According to the empirical F-region plasma drift model (Fejer et al. 2008), the plasma drifts upward during daytime under the background eastward electric field. Through investigating the daytime 150 km echoes from Gadanki and Kototabang VHF radars, Patra et al. (2012) reported that the upward drifts over Kototabang (10° away from Fuke in longitude) range between 10 and 20 m/s at 1100 LT. For the present case, the uplift of the irregularity layer with a velocity of about 30 m/s, shown in Fig. 2d–f, is larger than the upward drifts of background plasma shown in Patra et al. (2012). Under the force of gravity and the Pedersen current due the background eastward electric field, a relatively more intense polarization zonal (eastward) electric field could be set up in the deep ionospheric hole characterized by a significant TEC perturbation, 23% of the total unperturbed TEC. Earlier Millstone Hill ISR measurements have provided direct observational evidences on the sustenance of daytime F-region polarization electric field (Buonsanto 1994). For the present case, if the polarization electric field generated in the deep ionospheric hole was not well shorted out by the E-region conductivity, it would enhance the upward drift. It has been shown that the sustainability of F-region polarization electric field would depend upon the ratio of the field line-integrated conductivity of the F-region to that of the sum of F- and E-regions (that is, ∑PF /∑PE + F) (Kelley 2009). Whereas the E-region conductivity at daytime is obviously larger than that of nighttime, detailed calculation by Abdu et al. (2015) based on a low-to-mid latitude ionospheric model simulated by the SUPIM (Sheffield University Plasmasphere Ionosphere Model, Bailey et al. 1997) has shown that the value of the ratio ∑PF/∑PE + F can be of the order of 0.8–0.9 under near-midday conditions, thereby assuring the prevalence of a major portion of the F-region polarization electric field.

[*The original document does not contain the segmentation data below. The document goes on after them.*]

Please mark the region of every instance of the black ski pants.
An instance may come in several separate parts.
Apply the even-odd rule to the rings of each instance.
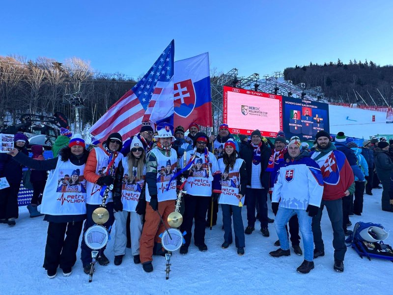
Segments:
[[[54,270],[59,266],[63,270],[70,269],[74,266],[83,225],[83,221],[49,222],[43,266],[45,269]]]

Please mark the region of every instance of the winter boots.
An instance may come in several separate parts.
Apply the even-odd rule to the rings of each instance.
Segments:
[[[139,264],[140,263],[140,257],[139,254],[134,255],[134,263],[135,264]]]
[[[344,263],[342,260],[337,260],[335,259],[335,265],[333,266],[333,269],[338,272],[344,271]]]
[[[97,261],[100,264],[100,266],[103,266],[109,264],[109,259],[107,258],[105,254],[104,254],[104,252],[102,252],[100,255],[100,257],[97,259]]]
[[[275,251],[272,251],[269,253],[271,256],[273,257],[281,257],[281,256],[289,256],[291,255],[291,251],[289,249],[282,250],[281,248]]]
[[[267,228],[261,228],[261,232],[262,233],[262,235],[263,236],[269,236],[270,235],[269,233],[269,229]]]
[[[153,271],[153,265],[151,264],[151,261],[148,261],[142,264],[142,266],[143,267],[143,270],[146,272],[151,272]]]
[[[310,270],[314,269],[314,262],[312,261],[307,261],[305,260],[303,263],[300,265],[300,266],[296,268],[298,272],[300,273],[309,273]]]
[[[33,206],[31,204],[29,204],[27,206],[28,210],[30,213],[30,217],[37,217],[38,216],[42,216],[43,214],[41,214],[37,209],[37,206]]]
[[[119,266],[123,262],[123,256],[124,255],[115,255],[113,263],[115,266]]]
[[[10,226],[13,226],[16,223],[15,222],[15,219],[14,218],[8,218],[8,225]]]
[[[246,235],[251,235],[254,230],[255,228],[254,227],[248,226],[246,228],[246,230],[244,231],[244,233]]]

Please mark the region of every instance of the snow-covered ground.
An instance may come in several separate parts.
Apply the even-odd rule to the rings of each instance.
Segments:
[[[365,139],[377,134],[393,134],[393,124],[386,123],[386,112],[329,105],[329,112],[331,134],[343,131],[347,136]]]
[[[365,195],[364,212],[362,216],[351,216],[352,223],[379,223],[391,234],[393,213],[381,210],[382,190],[374,189],[373,193],[373,196]],[[242,213],[245,226],[245,207]],[[314,261],[315,268],[308,274],[296,271],[303,256],[293,252],[288,257],[269,255],[277,248],[273,245],[277,236],[273,224],[269,226],[270,236],[265,237],[257,222],[255,231],[246,235],[246,253],[242,257],[237,255],[233,244],[222,249],[221,210],[219,214],[218,225],[211,231],[206,230],[208,250],[200,252],[192,244],[187,255],[174,253],[169,280],[165,279],[164,257],[154,257],[154,270],[147,273],[140,265],[134,264],[127,249],[122,264],[115,266],[112,239],[106,250],[111,264],[107,266],[97,265],[93,282],[89,283],[79,259],[70,276],[64,277],[58,269],[54,279],[46,277],[42,266],[47,223],[42,217],[30,218],[26,207],[21,207],[16,226],[0,224],[0,294],[391,294],[393,264],[390,262],[362,259],[348,248],[344,272],[333,270],[333,234],[326,209],[322,222],[325,255]],[[269,214],[273,218],[270,210]],[[391,235],[385,241],[393,245],[393,236]],[[301,246],[303,248],[301,242]],[[79,257],[80,250],[77,255]]]

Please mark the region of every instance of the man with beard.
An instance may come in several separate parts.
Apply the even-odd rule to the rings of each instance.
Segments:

We surmise that the extremely large density gradient as characterized by the ionospheric hole, together with the potentially survived eastward polarization electric field, could be intense enough to upset the stability of the normal daytime ionosphere, thereby leading to the accelerated growth of F-region irregularities that promptly followed, as observed by the Fuke radar. Further efforts will be made to better understand this type of phenomenon in the future.